Tutte's Barycentric Method applied to Isotopies

Eric Colin de Verdiere






An isotopy of a planar graph G is a continuous family of embeddings of G. We will describe a method for constructing isotopies of planar graphs with fixed boundary, initially motivated by applications to deformations and morphing, and relying on a theorem by Tutte to build embeddings of planar graphs. Then we study the analogous of these methods to three dimensions.
Our strategy to compute an isotopy relies on the following physical idea. Fix the exterior vertices of an embedding of G, and imagine you replace the edges which are non-incident to the exterior face by springs, the interior vertices remaining fixed to these springs. Tutte showed that, under reasonable assumptions (3-connected graph, the complementary of the exterior face being convex, rigidity constants >0), the equilibrium state of this physical system is an embedding: no crossings occur.
Now, if you slightly modify the rigidity constants of the springs, the equilibrium moves; it is possible to deform the graph in this way.

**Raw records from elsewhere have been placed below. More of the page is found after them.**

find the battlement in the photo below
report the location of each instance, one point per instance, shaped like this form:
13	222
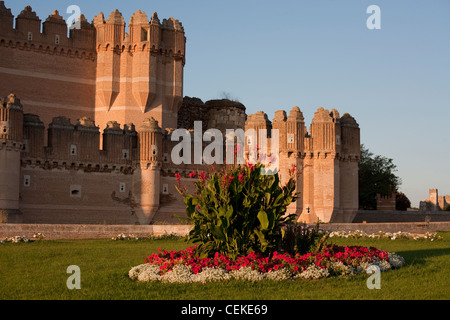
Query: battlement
329	134
54	36
102	34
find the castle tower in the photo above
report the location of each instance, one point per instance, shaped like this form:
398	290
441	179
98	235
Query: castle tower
110	34
323	202
146	180
33	136
291	136
258	129
11	140
140	74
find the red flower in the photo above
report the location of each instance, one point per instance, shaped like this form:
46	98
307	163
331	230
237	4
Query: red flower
192	175
202	176
178	176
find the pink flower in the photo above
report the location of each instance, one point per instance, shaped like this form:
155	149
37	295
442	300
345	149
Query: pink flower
178	176
192	175
202	176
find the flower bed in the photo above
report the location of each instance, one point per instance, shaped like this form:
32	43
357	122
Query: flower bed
185	266
431	236
17	239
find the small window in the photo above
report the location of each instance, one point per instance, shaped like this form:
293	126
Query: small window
165	189
25	145
26	181
4	127
291	138
75	191
73	150
154	150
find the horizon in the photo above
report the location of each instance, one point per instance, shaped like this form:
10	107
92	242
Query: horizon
271	56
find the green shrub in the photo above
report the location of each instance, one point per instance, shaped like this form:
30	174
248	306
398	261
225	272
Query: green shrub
238	211
301	238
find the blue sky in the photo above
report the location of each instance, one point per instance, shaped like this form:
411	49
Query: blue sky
274	55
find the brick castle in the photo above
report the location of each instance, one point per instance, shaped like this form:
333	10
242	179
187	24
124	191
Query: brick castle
86	124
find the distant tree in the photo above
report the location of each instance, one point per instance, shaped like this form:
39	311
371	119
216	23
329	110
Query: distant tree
402	203
376	175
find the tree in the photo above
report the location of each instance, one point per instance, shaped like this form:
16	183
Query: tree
402	203
376	176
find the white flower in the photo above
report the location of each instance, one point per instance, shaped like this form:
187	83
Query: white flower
313	272
210	275
247	273
279	275
145	272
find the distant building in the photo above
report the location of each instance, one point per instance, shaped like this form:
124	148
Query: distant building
124	91
434	201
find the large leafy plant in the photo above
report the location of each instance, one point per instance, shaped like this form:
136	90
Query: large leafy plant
238	211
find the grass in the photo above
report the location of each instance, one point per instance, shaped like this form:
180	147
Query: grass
37	271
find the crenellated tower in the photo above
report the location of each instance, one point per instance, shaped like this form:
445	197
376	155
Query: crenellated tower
140	73
325	160
11	143
146	180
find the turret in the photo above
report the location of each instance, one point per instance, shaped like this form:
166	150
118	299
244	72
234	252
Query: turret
11	143
6	19
28	24
56	28
33	134
144	37
323	131
146	181
258	130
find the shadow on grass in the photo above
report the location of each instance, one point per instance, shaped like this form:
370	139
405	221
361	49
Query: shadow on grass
418	257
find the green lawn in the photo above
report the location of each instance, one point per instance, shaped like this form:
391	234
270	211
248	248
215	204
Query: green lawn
37	270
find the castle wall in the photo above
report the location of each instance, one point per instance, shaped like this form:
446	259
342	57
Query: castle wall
52	73
91	141
72	195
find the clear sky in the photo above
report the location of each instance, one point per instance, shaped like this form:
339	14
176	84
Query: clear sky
273	55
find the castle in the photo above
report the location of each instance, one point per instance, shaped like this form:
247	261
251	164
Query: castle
435	202
87	120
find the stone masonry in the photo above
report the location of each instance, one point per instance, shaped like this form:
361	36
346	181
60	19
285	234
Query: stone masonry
86	125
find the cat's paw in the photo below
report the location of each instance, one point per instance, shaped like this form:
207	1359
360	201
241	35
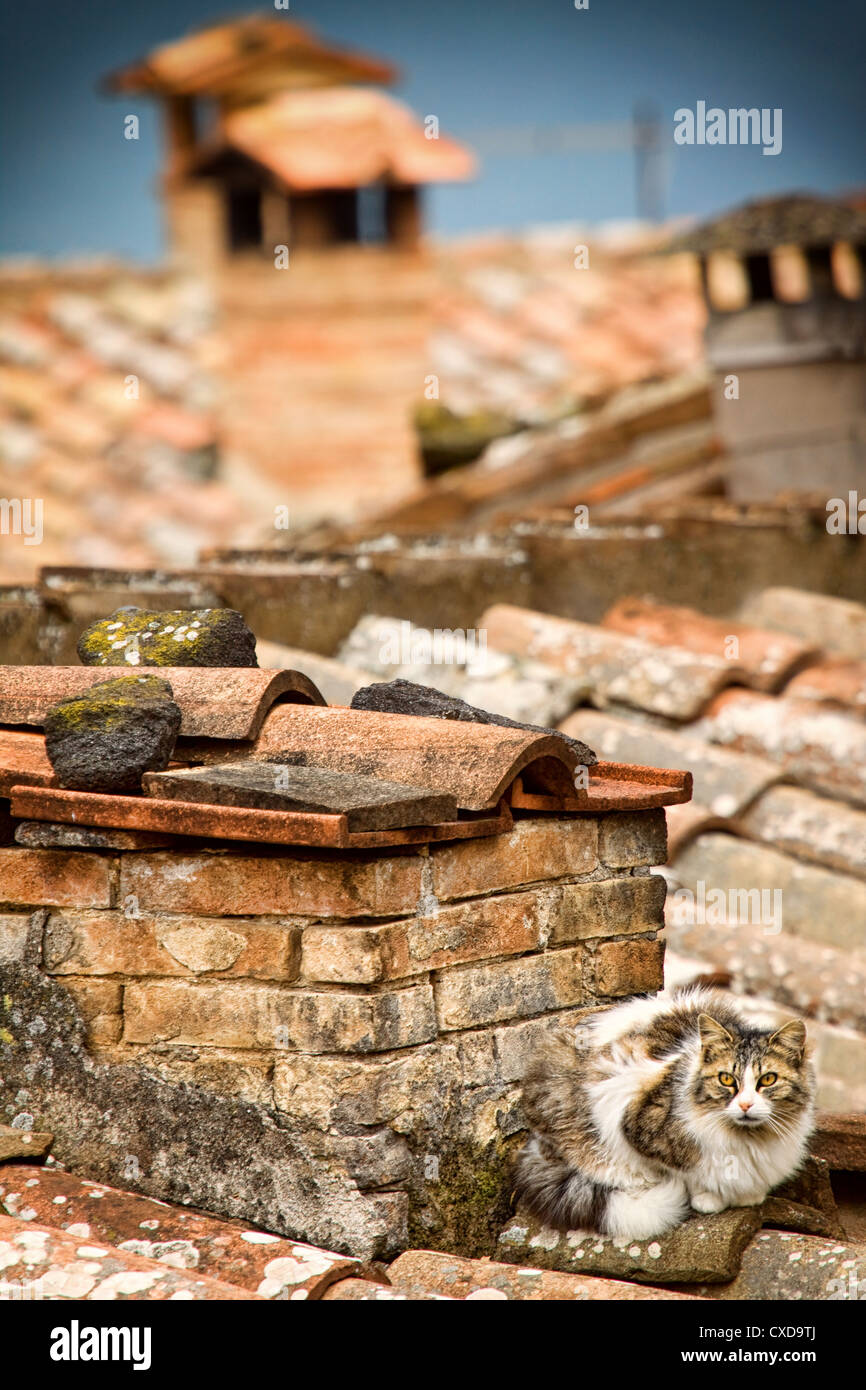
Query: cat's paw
708	1203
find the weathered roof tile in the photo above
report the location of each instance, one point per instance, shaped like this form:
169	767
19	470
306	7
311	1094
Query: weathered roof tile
474	762
809	827
765	658
161	1235
815	902
812	744
72	1266
836	681
667	680
819	619
723	781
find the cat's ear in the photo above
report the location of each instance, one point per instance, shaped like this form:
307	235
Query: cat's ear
790	1037
712	1033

Considering both embeddings of G (with the same boundary) between which an isotopy has to be built, we have to view them as equilibrium states of two such physical systems, and to interpolate linearly the barycentric coefficients.
Finally, we study the same isotopy problem in three dimensions, and show that things are more complicated: there exist two embeddings of a 3-dimensional simplicial complex with the same boundary which are combinatorially equivalent but for which there exists no isotopy from one to the other. In fact, the analogous of Tutte's theorem in 3D is false.